Ah, the rain insane stays mainly in the coastal plane.  After suffering through a drought of record that apparently peaked in 2011, it seems this year that the precip is never planning to stop here on the upper Texas coast.
This is what the radar looks like as I write this post.  It wasn't any better two days ago when I was up in the Sam Houston National Forest.  
Ordinarily I would not venture out in that kind of weather, but I had business in the area and I decided to divert for an overnight boondock.  I was hoping the rain would let up long enough for me to explore a trail or two in the 3,800-acre Little Lake Creek Wilderness Area.
I saw a lake, alright, but it wasn't where it was reported on the map.  It commenced in the parking lot and continued over basically the entire wilderness.  The ditches in the area were overflowing onto the FM roads, which is something you don't see every day.  
Not looking good, is it??  But I had journeyed all the way to this trailhead north of Montgomery, Texas, so I had to at least give it a proverbial shot.  A token effort.  
The ground was so saturated that every step was a slip 'n' slide.  The trail is not well-compacted and has not been mulched or covered in aggregate.  This is good information to know.  In heavy rain, it's almost impassable.  I couldn't walk more than about one mile an hour due to the uncertain footing in these conditions.  
This bridge sorta summed up my mood.  

Signs pointing east and west toward areas of interest that I will have to return one drier day to explore.  
This guy was trying to keep from drowning.  Hug that sign!
I hiked for about 20 minutes total, but the downpour was so intense that it was literally deafening on my umbrella.  This is where zip-off pants really come in handy, though.  The umbrella kept the top part of me relatively dry, and I was able to remove and wring out the pant legs without having to get undressed.  I hung them up to dry using Container Store's magnet clips.  
All was not lost, however, as I had a peaceful and relaxing boondock that night in the nearby Conroe area.  We are drawing closer to the time of year where boondocking will be difficult to impossible due to the subtropical summer heat.  Our Interstate has an Onan generator that will run the coach A/C, but I find it difficult to imagine a restful night with that noisy little sucker running all night long.
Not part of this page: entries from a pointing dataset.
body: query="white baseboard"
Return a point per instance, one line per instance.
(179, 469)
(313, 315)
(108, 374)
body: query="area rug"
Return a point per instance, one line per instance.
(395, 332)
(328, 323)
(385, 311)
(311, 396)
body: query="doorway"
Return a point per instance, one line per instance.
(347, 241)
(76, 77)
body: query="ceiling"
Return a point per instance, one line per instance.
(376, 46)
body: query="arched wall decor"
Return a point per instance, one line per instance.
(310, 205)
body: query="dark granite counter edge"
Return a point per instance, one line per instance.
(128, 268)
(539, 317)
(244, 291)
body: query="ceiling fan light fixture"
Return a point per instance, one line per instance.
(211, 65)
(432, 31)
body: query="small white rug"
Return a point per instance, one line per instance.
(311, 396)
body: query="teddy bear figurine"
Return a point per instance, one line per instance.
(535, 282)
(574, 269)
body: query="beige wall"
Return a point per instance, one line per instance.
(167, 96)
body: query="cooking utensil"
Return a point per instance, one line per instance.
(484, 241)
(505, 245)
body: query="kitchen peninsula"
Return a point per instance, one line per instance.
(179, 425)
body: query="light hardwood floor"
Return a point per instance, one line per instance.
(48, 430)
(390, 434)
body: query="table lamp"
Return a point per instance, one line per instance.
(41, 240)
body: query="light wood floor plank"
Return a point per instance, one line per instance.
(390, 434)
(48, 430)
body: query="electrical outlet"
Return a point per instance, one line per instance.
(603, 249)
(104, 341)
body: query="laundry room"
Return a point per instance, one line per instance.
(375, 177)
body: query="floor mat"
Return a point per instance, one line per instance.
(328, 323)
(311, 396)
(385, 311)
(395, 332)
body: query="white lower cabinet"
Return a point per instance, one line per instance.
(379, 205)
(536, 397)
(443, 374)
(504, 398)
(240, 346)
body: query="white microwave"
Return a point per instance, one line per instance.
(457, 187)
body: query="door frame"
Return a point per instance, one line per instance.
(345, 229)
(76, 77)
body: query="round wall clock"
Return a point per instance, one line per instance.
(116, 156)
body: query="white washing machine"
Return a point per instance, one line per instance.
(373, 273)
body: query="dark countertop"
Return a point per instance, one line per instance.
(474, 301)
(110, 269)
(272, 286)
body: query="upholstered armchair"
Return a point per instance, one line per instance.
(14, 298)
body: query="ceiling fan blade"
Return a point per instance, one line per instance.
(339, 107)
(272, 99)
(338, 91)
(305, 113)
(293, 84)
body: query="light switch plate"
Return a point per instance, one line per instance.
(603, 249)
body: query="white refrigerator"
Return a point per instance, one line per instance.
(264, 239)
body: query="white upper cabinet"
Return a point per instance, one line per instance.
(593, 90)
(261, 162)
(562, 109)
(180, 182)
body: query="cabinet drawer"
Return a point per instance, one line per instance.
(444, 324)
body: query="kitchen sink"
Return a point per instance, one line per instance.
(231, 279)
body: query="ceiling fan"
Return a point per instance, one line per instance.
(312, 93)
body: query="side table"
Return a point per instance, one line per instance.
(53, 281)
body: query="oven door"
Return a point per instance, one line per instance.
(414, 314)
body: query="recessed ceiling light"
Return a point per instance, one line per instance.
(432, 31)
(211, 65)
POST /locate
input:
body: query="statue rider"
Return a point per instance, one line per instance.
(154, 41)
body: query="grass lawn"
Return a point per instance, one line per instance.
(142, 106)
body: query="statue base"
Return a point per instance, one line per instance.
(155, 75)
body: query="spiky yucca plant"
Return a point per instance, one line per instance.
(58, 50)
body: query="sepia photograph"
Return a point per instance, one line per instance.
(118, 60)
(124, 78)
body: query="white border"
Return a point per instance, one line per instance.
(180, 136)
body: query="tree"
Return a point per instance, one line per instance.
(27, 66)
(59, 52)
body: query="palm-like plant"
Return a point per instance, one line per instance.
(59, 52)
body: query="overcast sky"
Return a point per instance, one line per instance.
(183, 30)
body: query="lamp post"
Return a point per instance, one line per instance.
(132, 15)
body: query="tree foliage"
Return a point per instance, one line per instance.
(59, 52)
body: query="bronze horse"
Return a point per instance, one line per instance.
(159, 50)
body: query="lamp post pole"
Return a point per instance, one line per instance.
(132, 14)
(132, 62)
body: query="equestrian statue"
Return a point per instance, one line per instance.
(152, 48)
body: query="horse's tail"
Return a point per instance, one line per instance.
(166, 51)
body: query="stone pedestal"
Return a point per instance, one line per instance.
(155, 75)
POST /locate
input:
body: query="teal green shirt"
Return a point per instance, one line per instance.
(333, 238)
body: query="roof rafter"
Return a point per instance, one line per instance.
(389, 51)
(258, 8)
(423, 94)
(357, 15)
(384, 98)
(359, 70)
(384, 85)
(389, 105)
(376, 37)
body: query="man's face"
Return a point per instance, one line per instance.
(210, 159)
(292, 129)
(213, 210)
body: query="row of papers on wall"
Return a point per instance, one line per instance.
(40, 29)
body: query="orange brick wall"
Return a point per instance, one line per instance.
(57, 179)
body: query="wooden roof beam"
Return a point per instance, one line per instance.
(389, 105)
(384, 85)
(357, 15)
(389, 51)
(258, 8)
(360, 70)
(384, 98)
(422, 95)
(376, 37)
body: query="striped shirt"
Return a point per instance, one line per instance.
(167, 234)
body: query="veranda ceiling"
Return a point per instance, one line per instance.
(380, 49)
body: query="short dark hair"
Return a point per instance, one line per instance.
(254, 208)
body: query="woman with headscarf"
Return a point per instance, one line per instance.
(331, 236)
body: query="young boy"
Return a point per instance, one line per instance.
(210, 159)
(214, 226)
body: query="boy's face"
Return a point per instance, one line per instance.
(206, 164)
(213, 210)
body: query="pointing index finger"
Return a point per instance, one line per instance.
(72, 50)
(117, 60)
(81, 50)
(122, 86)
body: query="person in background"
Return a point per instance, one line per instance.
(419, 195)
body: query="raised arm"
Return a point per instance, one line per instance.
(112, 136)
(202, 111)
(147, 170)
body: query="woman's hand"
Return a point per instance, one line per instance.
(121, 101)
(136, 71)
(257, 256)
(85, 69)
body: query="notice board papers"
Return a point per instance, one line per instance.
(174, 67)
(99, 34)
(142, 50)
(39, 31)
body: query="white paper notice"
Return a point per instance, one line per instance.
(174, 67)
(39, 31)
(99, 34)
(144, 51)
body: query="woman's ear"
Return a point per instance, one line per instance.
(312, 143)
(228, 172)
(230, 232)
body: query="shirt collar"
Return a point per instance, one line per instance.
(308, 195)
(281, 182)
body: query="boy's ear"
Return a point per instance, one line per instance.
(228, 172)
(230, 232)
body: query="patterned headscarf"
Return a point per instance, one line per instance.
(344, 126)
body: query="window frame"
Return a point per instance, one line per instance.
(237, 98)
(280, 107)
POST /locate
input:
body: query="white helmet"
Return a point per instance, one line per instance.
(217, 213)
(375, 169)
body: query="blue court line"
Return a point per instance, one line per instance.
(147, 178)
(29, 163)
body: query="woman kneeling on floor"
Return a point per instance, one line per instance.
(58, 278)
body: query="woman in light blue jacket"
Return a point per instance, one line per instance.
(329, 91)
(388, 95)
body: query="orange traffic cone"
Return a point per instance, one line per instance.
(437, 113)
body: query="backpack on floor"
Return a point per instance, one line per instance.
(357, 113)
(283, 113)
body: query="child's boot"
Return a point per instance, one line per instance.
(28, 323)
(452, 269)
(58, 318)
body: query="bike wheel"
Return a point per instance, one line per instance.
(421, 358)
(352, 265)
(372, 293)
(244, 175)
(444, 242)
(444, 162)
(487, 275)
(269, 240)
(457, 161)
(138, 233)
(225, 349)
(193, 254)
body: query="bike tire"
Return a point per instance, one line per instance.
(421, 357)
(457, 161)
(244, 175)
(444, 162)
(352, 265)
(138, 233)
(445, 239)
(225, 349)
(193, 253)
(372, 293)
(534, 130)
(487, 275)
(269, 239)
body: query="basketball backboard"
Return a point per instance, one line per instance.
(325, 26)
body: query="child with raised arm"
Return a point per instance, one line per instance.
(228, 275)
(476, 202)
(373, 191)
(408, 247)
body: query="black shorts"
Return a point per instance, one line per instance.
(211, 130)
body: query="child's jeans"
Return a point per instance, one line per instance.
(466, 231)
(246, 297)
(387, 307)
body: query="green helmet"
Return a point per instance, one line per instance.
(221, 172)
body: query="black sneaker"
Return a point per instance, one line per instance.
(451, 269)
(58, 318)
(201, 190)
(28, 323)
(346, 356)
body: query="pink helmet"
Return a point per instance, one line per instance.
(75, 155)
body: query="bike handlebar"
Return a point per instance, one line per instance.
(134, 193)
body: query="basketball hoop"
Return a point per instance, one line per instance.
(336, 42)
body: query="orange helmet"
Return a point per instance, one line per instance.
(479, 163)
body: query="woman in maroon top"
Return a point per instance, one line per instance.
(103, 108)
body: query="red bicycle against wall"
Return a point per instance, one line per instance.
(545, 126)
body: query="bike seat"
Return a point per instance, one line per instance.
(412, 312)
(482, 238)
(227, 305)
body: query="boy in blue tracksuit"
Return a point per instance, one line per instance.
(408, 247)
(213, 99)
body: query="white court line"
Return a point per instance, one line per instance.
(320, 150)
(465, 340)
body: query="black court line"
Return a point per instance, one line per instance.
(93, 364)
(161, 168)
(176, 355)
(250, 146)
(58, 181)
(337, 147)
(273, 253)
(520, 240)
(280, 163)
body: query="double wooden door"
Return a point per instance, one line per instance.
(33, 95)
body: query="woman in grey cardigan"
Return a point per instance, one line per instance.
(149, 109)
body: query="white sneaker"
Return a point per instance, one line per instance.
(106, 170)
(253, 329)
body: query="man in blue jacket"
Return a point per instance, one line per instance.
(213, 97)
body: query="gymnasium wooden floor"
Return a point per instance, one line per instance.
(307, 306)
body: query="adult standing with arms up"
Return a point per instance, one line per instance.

So it will be RV park or bust for the coming months.
I never have a boondocking overnight without learning something new, and this time was no exception.  What I learned is that I still haven't identified a workable butter travel solution. I don't like to put it in the fridge where it would become rock hard and unspreadable, but I haven't found a good receptacle for containing the inevitable slop, either.  This is the standard Rubbermaid butter dish that has been manufactured for years, but even used upside-down from its intended orientation, it still found a way to leak like a sieve all over my tiny little Class B floor.  The search for a better butter solution continues. 
But I did get some yoga done.  Believe it or not, one can successfully do a lot of yoga in the narrow confines of an Interstate.  More about that later.